Aided by a sharp group of assistants, Walsh is often seen during game action crouched in front his bench, surveying the action, turning to top aid Mark Garrity and determining his next move or next spoken word to his players as they fly up and down the court.

When the moment requires it, he’ll stand up and voice a concern to an official or speak instructions to one of his players. Most important, at all times Walsh is under total control, even when he is attempting to drive home a point to the official.

He was, fact be know, under pressure even his freshman year, when he was hoping to improve on the previous year’s team’s 3-17 mark.

Year 2’s 21-4 state championship surge shocked everybody except Walsh, his staff and players. From that point on, every team the Falcons have faced have pointed to that game as the highlight of their schedule.

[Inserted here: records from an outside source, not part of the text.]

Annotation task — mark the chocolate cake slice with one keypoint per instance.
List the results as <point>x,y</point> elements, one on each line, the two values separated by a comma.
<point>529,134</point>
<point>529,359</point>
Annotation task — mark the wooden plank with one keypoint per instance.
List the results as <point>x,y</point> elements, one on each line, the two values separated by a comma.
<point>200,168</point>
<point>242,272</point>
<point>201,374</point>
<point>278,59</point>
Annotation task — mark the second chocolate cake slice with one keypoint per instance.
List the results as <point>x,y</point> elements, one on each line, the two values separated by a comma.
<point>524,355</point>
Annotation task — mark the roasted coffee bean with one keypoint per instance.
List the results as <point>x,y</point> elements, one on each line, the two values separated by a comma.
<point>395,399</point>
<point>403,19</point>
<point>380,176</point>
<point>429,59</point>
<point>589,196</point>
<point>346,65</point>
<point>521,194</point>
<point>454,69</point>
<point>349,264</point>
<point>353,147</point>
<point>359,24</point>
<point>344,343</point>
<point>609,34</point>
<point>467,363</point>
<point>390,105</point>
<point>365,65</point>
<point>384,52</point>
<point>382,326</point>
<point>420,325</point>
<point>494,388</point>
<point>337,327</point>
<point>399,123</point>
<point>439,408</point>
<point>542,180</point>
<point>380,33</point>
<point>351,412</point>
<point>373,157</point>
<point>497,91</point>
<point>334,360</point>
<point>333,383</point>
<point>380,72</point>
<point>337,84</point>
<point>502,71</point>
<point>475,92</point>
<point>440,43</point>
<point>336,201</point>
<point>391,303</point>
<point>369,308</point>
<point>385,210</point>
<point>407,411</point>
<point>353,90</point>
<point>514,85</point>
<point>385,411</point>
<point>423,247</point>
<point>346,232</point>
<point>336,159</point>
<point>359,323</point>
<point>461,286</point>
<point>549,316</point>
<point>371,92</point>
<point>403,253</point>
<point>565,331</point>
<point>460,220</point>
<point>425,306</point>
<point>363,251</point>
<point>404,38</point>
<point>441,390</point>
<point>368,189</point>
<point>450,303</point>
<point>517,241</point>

Yet, the Falcons kept winning and winning and winning, especially the big games in the regular season and the MIAA tournament.

Walsh has made the Falcon basketballers winners in every respect. The players believe in themselves. They believe in their coach. They believe in the new championship tradition that Walsh has established.

Not that he needed confirmation after winning successive state titles, but Walsh cemented his position in the Bay State coaching fraternity with last year’s 20-3 team that had no starters returning once Vinny Clifford suffered a debilitating knee injury the summer previous. The transfer of Devan Harris from Hingham High to Danvers High gave the Falcons what proved to be an MVP-level forward. Nonetheless, the way Walsh was able to incorporate Harris into the DHS scheme and bring the other players along, led by senior Kieran Beck, was a near-masterpiece of coaching.

The only program in the state that compares with what Walsh has accomplished in Danvers is the Putnam squad from Springfield that goes for a third straight Division 1 state championship tomorrow.

Clad in his white shirt and tie, Walsh will be prowling the Danvers sideline tomorrow at the DCU Center eyeing a date with history. In fact, he has already made a great deal more history this season with a 26-0 record. But the sweetness of those first 26 wins will only remain pure and timeless if they can do it one  more time, pressure be damned, tomorrow against Marlborough.

John Paul Walsh will do everything  in his power to  ensure No. 27 happens as scheduled.